To prove this, we have to study the behaviour of the agents at equilibrium, that is, when ${x \cdot}_{i (st)} = 0$ for $i = 1, \dots, n and st = 1, 2, 3$ . In this proof, we assumed the right-hand side of equation (5) is zero. Then, at equilibrium, $x_{i (1)} = r_{io}$ is a constant for all i which implies that the agents move on circular paths with the target at the centre. Using equation (5a), $x_{i (3)} = (2 m + 1) \frac{π}{2}$ where $m = 0, \pm 1, \pm 2, \dots$ and using equation (5c), $k_{i} φ_{i} = \frac{V \sin (x_{i (3)})}{x_{i (1)}} = \pm \frac{V}{r_{io}}$ , but $k_{i} > 0, V > 0, r_{io} \geq 0 and φ_{i} \in [0, 2 π)$ , so

k_{i} φ_{i} = \frac{V}{r_{io}}

(6)

and therefore,

m = 0, \pm 2, \pm 4, \dots

Assuming

θ_{i} \in [0, 2 π) and β_{i} \in [0, 2 π)

, we get

x_{i (3)} \in (- 2 π, 2 π)

which implies

m = 0

. So, for all i

θ_{i} - β_{i} = \frac{π}{2}

(7)

Now, using equation (5b), $\frac{1}{r_{io}} = \frac{1}{n} \sum_{j = 1}^{n} \frac{1}{r_{jo}}$ . On rearranging, we get $\frac{(n - 1)}{r_{io}} - \sum_{j = 1, j \neq i}^{n} \frac{1}{r_{jo}} = 0$ for all i. Writing it in matrix form

[(n - 1) - 1 - 1 \dots - 1 - 1 (n - 1) - 1 \dots - 1 - 1 - 1 (n - 1) \dots - 1 : : : : : - 1 - 1 - 1 \dots (n - 1)] [1 / r_{1 o} 1 / r_{2 o} 1 / r_{3 o} : 1 / r_{no}] = 0

(8)

Solving this system of equations,²⁵ we get an unique solution $[\frac{1}{r_{1 o}} \frac{1}{r_{2 o}} \dots \frac{1}{r_{no}}] T = \frac{1}{R} 1_{n}$ for some $R \in ℝ$ . Therefore, $r_{io} = R$ for all i. Then, from equation (6)

φ_{i} = \frac{V}{kR}

and from equations (1) and (3),

{θ \cdot}_{i} = \frac{V}{R}

for all i, which implies the angular speed is constant and same for all agents. Thus, the agents encircle the target at a radius R and they maintain a fixed relative position with respect to each other.

Next, we show that the agents are uniformly distributed. From Figure 1 and equation (7)

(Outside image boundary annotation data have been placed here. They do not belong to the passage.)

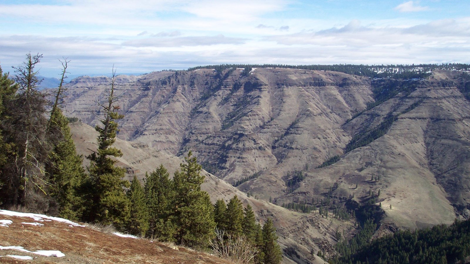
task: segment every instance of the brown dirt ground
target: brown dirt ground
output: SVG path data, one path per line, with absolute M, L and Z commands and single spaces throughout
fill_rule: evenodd
M 28 217 L 0 215 L 11 220 L 8 227 L 0 226 L 0 246 L 21 246 L 30 251 L 60 250 L 65 256 L 45 257 L 16 250 L 0 250 L 0 256 L 29 256 L 31 260 L 0 257 L 0 263 L 113 263 L 213 264 L 231 262 L 204 253 L 147 239 L 118 236 L 90 227 L 69 226 L 55 221 L 41 222 L 34 226 L 22 222 L 36 222 Z

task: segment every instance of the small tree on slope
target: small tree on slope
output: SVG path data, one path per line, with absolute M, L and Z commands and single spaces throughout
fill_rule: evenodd
M 201 190 L 204 178 L 200 173 L 201 165 L 192 155 L 189 151 L 186 163 L 180 164 L 181 171 L 175 172 L 173 178 L 175 238 L 180 244 L 204 248 L 214 237 L 216 225 L 209 194 Z
M 111 88 L 108 91 L 108 101 L 100 104 L 104 116 L 101 119 L 102 126 L 97 125 L 95 130 L 99 133 L 98 149 L 86 156 L 90 160 L 88 168 L 88 206 L 85 220 L 99 221 L 104 224 L 112 224 L 122 229 L 129 216 L 129 202 L 124 188 L 129 187 L 129 182 L 123 179 L 124 169 L 115 166 L 115 160 L 110 156 L 121 157 L 122 152 L 112 147 L 118 132 L 116 120 L 124 116 L 119 114 L 119 108 L 114 105 L 115 71 L 113 70 Z

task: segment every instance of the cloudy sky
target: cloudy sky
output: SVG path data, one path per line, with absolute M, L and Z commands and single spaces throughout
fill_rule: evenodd
M 57 77 L 222 63 L 470 63 L 468 0 L 0 0 L 0 66 Z M 13 72 L 12 72 L 13 73 Z

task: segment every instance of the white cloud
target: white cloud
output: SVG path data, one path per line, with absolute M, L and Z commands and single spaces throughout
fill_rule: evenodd
M 394 9 L 400 12 L 419 12 L 428 10 L 429 8 L 419 5 L 417 1 L 408 1 L 398 5 Z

φ_{io} = π - (θ_{i} - β_{i}) = \frac{π}{2}

(9)

for all i. Consider

Δ P_{i} P_{o} P_{j}

in Figure 2. Since

P_{i} P_{o} = P_{j} P_{o} = R, ∠ P_{o} P_{i} P_{j} = ∠ P_{o} P_{j} P_{i} = b

(say). Then,

b = π / 2 - φ_{ij}

and

β_{i}^{j} = π - 2 b

which implies

φ_{ij} = \frac{β_{i}^{j}}{2}

(10)

Figure 2.

Formation of agent i and agent j at equilibrium.

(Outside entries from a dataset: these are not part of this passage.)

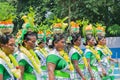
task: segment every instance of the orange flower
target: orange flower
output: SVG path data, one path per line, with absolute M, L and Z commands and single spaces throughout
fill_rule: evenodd
M 79 24 L 75 23 L 74 21 L 72 21 L 72 22 L 70 23 L 70 25 L 71 25 L 71 27 L 73 27 L 73 28 L 79 27 Z

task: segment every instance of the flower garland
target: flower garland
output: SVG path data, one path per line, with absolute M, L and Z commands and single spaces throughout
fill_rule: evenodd
M 68 63 L 69 70 L 70 70 L 70 71 L 73 71 L 73 70 L 74 70 L 74 67 L 73 67 L 73 65 L 72 65 L 72 63 L 71 63 L 71 61 L 70 61 L 67 53 L 66 53 L 64 50 L 61 50 L 61 51 L 59 52 L 59 54 L 60 54 L 60 55 L 65 59 L 65 61 Z
M 38 49 L 44 55 L 45 58 L 48 56 L 48 52 L 45 50 L 45 48 L 38 48 Z
M 38 73 L 41 73 L 41 69 L 40 69 L 41 64 L 40 64 L 40 61 L 37 58 L 36 54 L 34 53 L 34 51 L 32 49 L 31 50 L 27 50 L 23 46 L 20 46 L 20 50 L 30 59 L 30 61 L 33 64 L 33 67 L 35 68 L 35 70 Z
M 112 55 L 111 50 L 107 46 L 97 45 L 97 47 L 101 48 L 106 55 Z M 109 58 L 108 56 L 108 59 Z
M 83 55 L 83 51 L 78 47 L 74 45 L 74 48 L 81 54 Z M 87 59 L 85 58 L 85 56 L 82 56 L 82 59 L 84 61 L 85 67 L 88 68 L 88 62 Z
M 90 47 L 90 46 L 86 46 L 87 49 L 90 49 L 91 52 L 95 55 L 96 59 L 98 60 L 98 62 L 100 62 L 100 55 L 98 54 L 98 52 L 94 49 L 94 47 Z
M 0 58 L 2 58 L 6 62 L 6 64 L 10 68 L 12 74 L 16 78 L 20 78 L 21 77 L 21 71 L 20 71 L 20 69 L 18 69 L 19 65 L 18 65 L 15 57 L 12 54 L 10 54 L 9 57 L 8 57 L 2 50 L 0 50 Z M 12 61 L 13 64 L 10 62 L 10 60 Z

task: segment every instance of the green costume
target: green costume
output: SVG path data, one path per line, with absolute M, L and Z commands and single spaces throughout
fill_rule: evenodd
M 85 50 L 85 57 L 87 59 L 90 59 L 90 67 L 92 69 L 92 72 L 94 74 L 94 77 L 96 80 L 100 79 L 99 73 L 98 73 L 98 62 L 96 60 L 95 55 L 92 53 L 92 51 L 90 49 L 86 49 Z M 90 78 L 90 74 L 88 72 L 88 78 Z
M 110 65 L 110 61 L 107 59 L 107 57 L 110 55 L 105 54 L 103 49 L 100 47 L 96 47 L 96 50 L 98 51 L 98 54 L 100 55 L 101 64 L 107 73 L 107 76 L 103 77 L 103 80 L 107 80 L 107 79 L 114 80 L 114 76 L 111 75 L 112 74 L 112 66 Z
M 84 74 L 85 73 L 85 66 L 84 66 L 84 63 L 83 63 L 83 60 L 82 60 L 82 56 L 84 56 L 84 55 L 81 55 L 78 52 L 78 50 L 76 50 L 74 47 L 72 47 L 70 49 L 69 56 L 70 56 L 71 60 L 77 60 L 78 61 L 78 66 L 79 66 L 80 70 L 82 71 L 82 73 Z M 75 71 L 75 74 L 74 74 L 74 79 L 75 80 L 80 80 L 81 79 L 81 76 L 76 71 Z
M 47 59 L 48 63 L 53 63 L 56 65 L 55 67 L 55 78 L 57 80 L 69 80 L 70 74 L 67 72 L 67 62 L 59 55 L 59 53 L 56 50 L 53 50 L 48 55 Z
M 35 71 L 29 58 L 19 51 L 15 53 L 15 55 L 19 65 L 24 66 L 23 80 L 37 80 Z
M 3 80 L 7 80 L 7 79 L 14 80 L 14 77 L 9 67 L 7 66 L 6 62 L 1 58 L 0 58 L 0 74 L 3 75 Z

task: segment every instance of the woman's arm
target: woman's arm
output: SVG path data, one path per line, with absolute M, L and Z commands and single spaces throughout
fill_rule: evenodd
M 24 66 L 19 66 L 19 69 L 21 70 L 21 78 L 19 80 L 23 80 Z
M 54 76 L 55 67 L 56 67 L 55 64 L 47 63 L 49 80 L 55 80 L 55 76 Z
M 104 76 L 106 76 L 106 71 L 105 71 L 105 69 L 103 68 L 102 64 L 101 64 L 100 62 L 98 62 L 98 64 L 99 64 L 99 66 L 100 66 L 101 69 L 102 69 L 102 74 L 103 74 Z
M 88 71 L 89 71 L 89 73 L 90 73 L 90 75 L 91 75 L 91 80 L 95 80 L 95 79 L 94 79 L 93 72 L 92 72 L 92 69 L 91 69 L 91 67 L 90 67 L 90 59 L 87 59 L 87 61 L 88 61 Z
M 75 70 L 77 71 L 77 73 L 82 77 L 82 80 L 86 80 L 84 75 L 82 74 L 82 71 L 80 70 L 79 66 L 78 66 L 78 60 L 72 60 Z
M 3 75 L 2 74 L 0 74 L 0 80 L 3 80 Z

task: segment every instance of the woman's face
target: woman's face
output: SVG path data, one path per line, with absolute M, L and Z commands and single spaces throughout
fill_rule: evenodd
M 40 43 L 40 44 L 39 44 L 39 47 L 40 47 L 40 48 L 45 47 L 45 43 L 44 43 L 44 42 Z
M 94 45 L 95 45 L 95 39 L 94 39 L 94 37 L 92 37 L 92 38 L 88 41 L 88 45 L 90 45 L 90 46 L 94 46 Z
M 2 44 L 2 49 L 6 54 L 12 54 L 15 49 L 15 39 L 10 38 L 7 44 Z
M 35 47 L 35 42 L 36 42 L 36 36 L 29 36 L 29 40 L 24 41 L 25 47 L 27 49 L 33 49 Z
M 81 45 L 81 37 L 78 37 L 78 39 L 74 42 L 74 45 L 76 45 L 76 46 Z
M 64 49 L 64 46 L 65 46 L 65 40 L 64 40 L 64 38 L 63 39 L 61 39 L 61 40 L 59 40 L 58 42 L 56 42 L 56 43 L 54 43 L 55 44 L 55 48 L 57 49 L 57 50 L 63 50 Z
M 99 45 L 105 45 L 106 44 L 106 39 L 105 38 L 102 38 L 99 42 L 98 42 Z

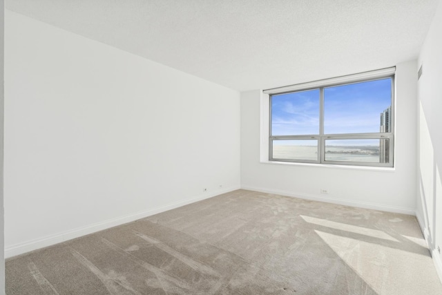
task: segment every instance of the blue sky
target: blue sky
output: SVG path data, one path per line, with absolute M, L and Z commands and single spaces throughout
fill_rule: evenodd
M 379 132 L 391 105 L 391 79 L 324 89 L 324 133 Z M 319 134 L 319 90 L 273 95 L 272 135 Z

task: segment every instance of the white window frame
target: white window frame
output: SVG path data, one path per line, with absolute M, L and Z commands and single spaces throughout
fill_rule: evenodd
M 336 78 L 327 79 L 312 82 L 304 83 L 272 89 L 267 89 L 263 91 L 262 98 L 262 104 L 266 104 L 267 107 L 262 108 L 261 129 L 264 133 L 267 134 L 266 138 L 262 136 L 261 146 L 264 144 L 267 144 L 267 149 L 262 149 L 261 160 L 264 162 L 300 162 L 313 164 L 330 164 L 339 165 L 356 165 L 368 166 L 385 166 L 393 167 L 394 164 L 394 122 L 395 122 L 395 82 L 394 74 L 396 68 L 388 68 L 382 70 L 373 70 L 347 76 L 338 77 Z M 391 111 L 391 132 L 389 133 L 347 133 L 347 134 L 327 134 L 323 133 L 323 118 L 324 118 L 324 88 L 330 86 L 336 86 L 349 84 L 359 83 L 363 82 L 373 81 L 376 79 L 392 78 L 392 111 Z M 320 130 L 318 135 L 271 135 L 271 96 L 274 95 L 305 91 L 311 89 L 320 90 Z M 267 112 L 267 115 L 264 113 Z M 265 120 L 265 121 L 264 121 Z M 264 124 L 267 124 L 265 126 Z M 263 133 L 262 133 L 262 135 Z M 331 161 L 325 160 L 325 140 L 363 140 L 363 139 L 387 139 L 389 140 L 389 162 L 387 163 L 370 163 L 363 162 L 350 161 Z M 318 158 L 316 160 L 291 160 L 291 159 L 274 159 L 272 158 L 272 146 L 274 140 L 316 140 L 318 144 Z M 263 142 L 263 141 L 267 142 Z M 267 154 L 267 155 L 266 155 Z M 267 159 L 265 159 L 265 157 Z M 267 161 L 266 161 L 267 160 Z

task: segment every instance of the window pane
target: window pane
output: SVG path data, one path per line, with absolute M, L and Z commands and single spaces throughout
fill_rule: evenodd
M 392 132 L 392 79 L 324 88 L 324 133 Z
M 325 160 L 388 163 L 390 140 L 325 140 Z
M 273 158 L 318 160 L 318 140 L 273 140 Z
M 319 134 L 319 89 L 271 96 L 271 135 Z

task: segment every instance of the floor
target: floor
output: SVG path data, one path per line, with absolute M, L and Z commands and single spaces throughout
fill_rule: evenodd
M 442 294 L 415 217 L 238 190 L 6 260 L 6 294 Z

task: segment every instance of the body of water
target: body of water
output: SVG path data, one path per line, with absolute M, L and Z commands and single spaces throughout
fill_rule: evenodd
M 274 159 L 318 160 L 318 147 L 314 146 L 273 145 Z M 325 146 L 325 160 L 328 161 L 379 163 L 379 149 L 367 146 Z

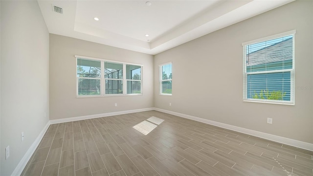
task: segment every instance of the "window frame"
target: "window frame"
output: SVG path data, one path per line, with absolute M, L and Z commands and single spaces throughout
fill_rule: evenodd
M 116 60 L 106 59 L 99 59 L 96 58 L 89 57 L 87 56 L 79 56 L 79 55 L 74 55 L 74 57 L 76 59 L 76 98 L 94 98 L 94 97 L 121 97 L 121 96 L 141 96 L 143 94 L 143 65 L 138 64 L 138 63 L 130 63 L 130 62 L 122 62 Z M 88 60 L 97 60 L 100 61 L 101 64 L 101 75 L 100 75 L 100 95 L 78 95 L 78 79 L 81 77 L 77 77 L 77 59 L 88 59 Z M 122 79 L 122 86 L 123 86 L 123 93 L 122 94 L 106 94 L 105 93 L 105 81 L 108 79 L 107 78 L 105 78 L 105 65 L 104 63 L 106 62 L 111 62 L 113 63 L 119 63 L 123 64 L 123 71 L 122 71 L 122 75 L 123 75 L 123 79 Z M 127 93 L 127 80 L 126 79 L 126 65 L 133 65 L 140 66 L 140 80 L 136 80 L 136 81 L 140 81 L 140 93 L 139 94 L 128 94 Z M 111 79 L 109 78 L 109 80 L 117 80 L 116 79 Z M 121 79 L 118 79 L 121 80 Z
M 171 64 L 172 65 L 172 78 L 168 79 L 163 79 L 163 72 L 162 67 L 162 66 L 166 65 Z M 159 64 L 159 95 L 162 96 L 172 96 L 173 94 L 173 63 L 172 62 L 167 62 Z M 162 82 L 171 81 L 172 81 L 172 94 L 164 94 L 162 93 Z
M 269 104 L 283 104 L 283 105 L 294 105 L 294 95 L 295 95 L 295 34 L 296 33 L 295 30 L 284 32 L 276 35 L 274 35 L 266 37 L 265 38 L 257 39 L 255 40 L 245 42 L 242 43 L 243 46 L 243 101 L 244 102 L 258 102 Z M 246 72 L 246 47 L 248 45 L 253 44 L 254 43 L 265 41 L 271 39 L 274 39 L 282 38 L 283 37 L 287 37 L 288 36 L 292 36 L 292 68 L 291 69 L 286 69 L 282 70 L 277 70 L 272 71 L 259 71 L 255 72 L 249 72 L 248 74 Z M 290 88 L 290 101 L 285 100 L 274 100 L 268 99 L 254 99 L 254 98 L 248 98 L 247 96 L 247 75 L 254 75 L 254 74 L 261 74 L 264 73 L 278 73 L 284 72 L 291 72 L 291 88 Z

From equation (8), $φ_{i} = φ_{k}$ for all $i, k$ , then using equation (2) and (10), $\sum_{j = 1, j \neq i}^{n} β_{i}^{j} = \sum_{j = 1, j \neq k}^{n} β_{k}^{j}$ . Without loss of generality, we can assume that at equilibrium the agents are indexed sequentially in a counter clockwise order. For $k = i + 1, β_{i}^{i + 1} + β_{i}^{i + 2} + \dots + β_{i}^{i + n - 1} = β_{i + 1}^{i + 2} + β_{i + 1}^{i + 3} + \dots + β_{i + 1}^{i}$ where the indices are taken modulo n. On simplification, we get $(n - 1) β_{i}^{i + 1} = β_{i + 1}^{i}$ . Since the agents are on a circle, $β_{i}^{j} = 2 π - β_{j}^{i}$ , so $β_{i}^{i + 1} = \frac{2 π}{n}$ for all i, which implies that the agents are uniformly distributed around target. From equation (4), $β_{i}^{*} = \frac{n - 1}{n} π$ for all i. Then, from equations (2), (9) and (10)

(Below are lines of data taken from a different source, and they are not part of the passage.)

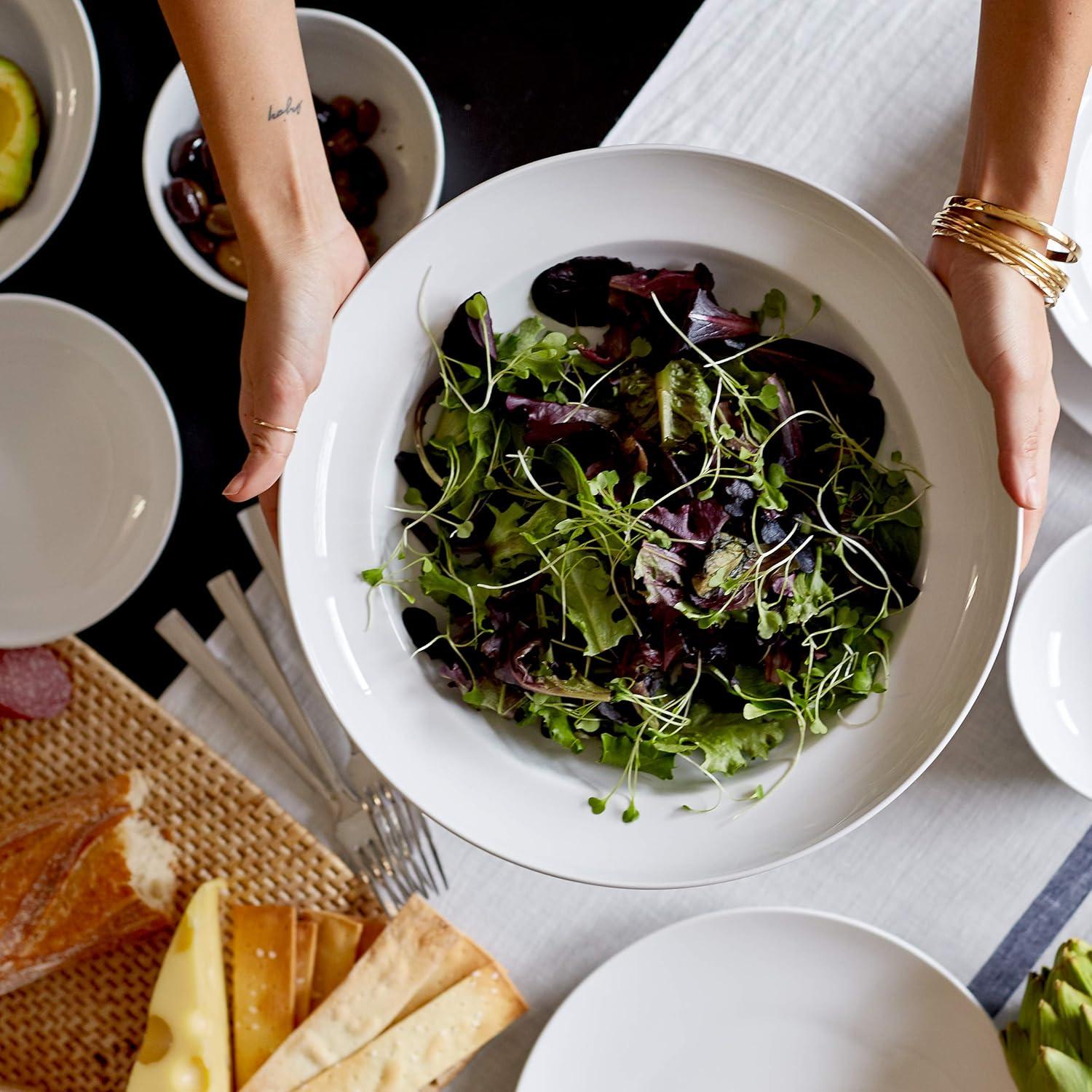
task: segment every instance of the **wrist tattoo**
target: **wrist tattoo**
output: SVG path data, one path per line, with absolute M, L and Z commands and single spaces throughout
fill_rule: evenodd
M 274 110 L 273 107 L 270 106 L 269 117 L 265 120 L 276 121 L 277 118 L 283 118 L 288 114 L 299 114 L 302 107 L 304 104 L 301 102 L 294 103 L 292 100 L 292 95 L 289 95 L 287 102 L 281 107 L 280 110 Z

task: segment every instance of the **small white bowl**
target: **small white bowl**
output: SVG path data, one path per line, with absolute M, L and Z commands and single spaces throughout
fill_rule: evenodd
M 80 0 L 0 0 L 0 56 L 31 78 L 45 152 L 23 202 L 0 219 L 0 281 L 54 234 L 91 158 L 98 127 L 98 54 Z
M 1009 633 L 1009 696 L 1031 748 L 1059 781 L 1092 799 L 1092 526 L 1043 563 Z
M 382 159 L 391 183 L 379 200 L 379 216 L 372 225 L 382 254 L 440 201 L 440 115 L 410 58 L 381 34 L 332 11 L 300 8 L 296 14 L 311 92 L 327 100 L 335 95 L 370 98 L 379 107 L 379 131 L 368 146 Z M 198 122 L 189 78 L 177 64 L 156 96 L 144 130 L 144 191 L 159 232 L 181 262 L 205 284 L 246 299 L 246 288 L 229 281 L 190 246 L 163 198 L 163 188 L 170 181 L 170 145 Z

φ_{i} = (1 - ρ) \frac{π}{2} + ρ \frac{π}{2} = \frac{π}{2}

(11)

and from equations (8) and (11)

R = \frac{2 V}{k π}

(12)

Thus, the agents will be uniformly placed around the target on a circle of radius given by equation (12), independent of the number of agents n. ▪

The equilibrium states of the system are given as

x_{i (1)} = \frac{2 V}{k π}

(13a)

x_{i (2)} = \frac{n - 1}{n} π

(13b)

x_{i (3)} = \frac{π}{2}

(13c)

and the inter agent distance

R_{aa}

R_{aa} = 2 R \sin (\frac{π}{n})

(14)

Remark 2

Since R is independent of n, agents can be added or removed from the group without affecting the encircling radius. The agents will uniformly distribute themselves around the target when the number of agents are changed. This emphasises the fail-safe property of the proposed strategy. In fact, the radius of the cycle depends on the linear speed V and controller gain k only. Pursuit gain ρ also does not play any role.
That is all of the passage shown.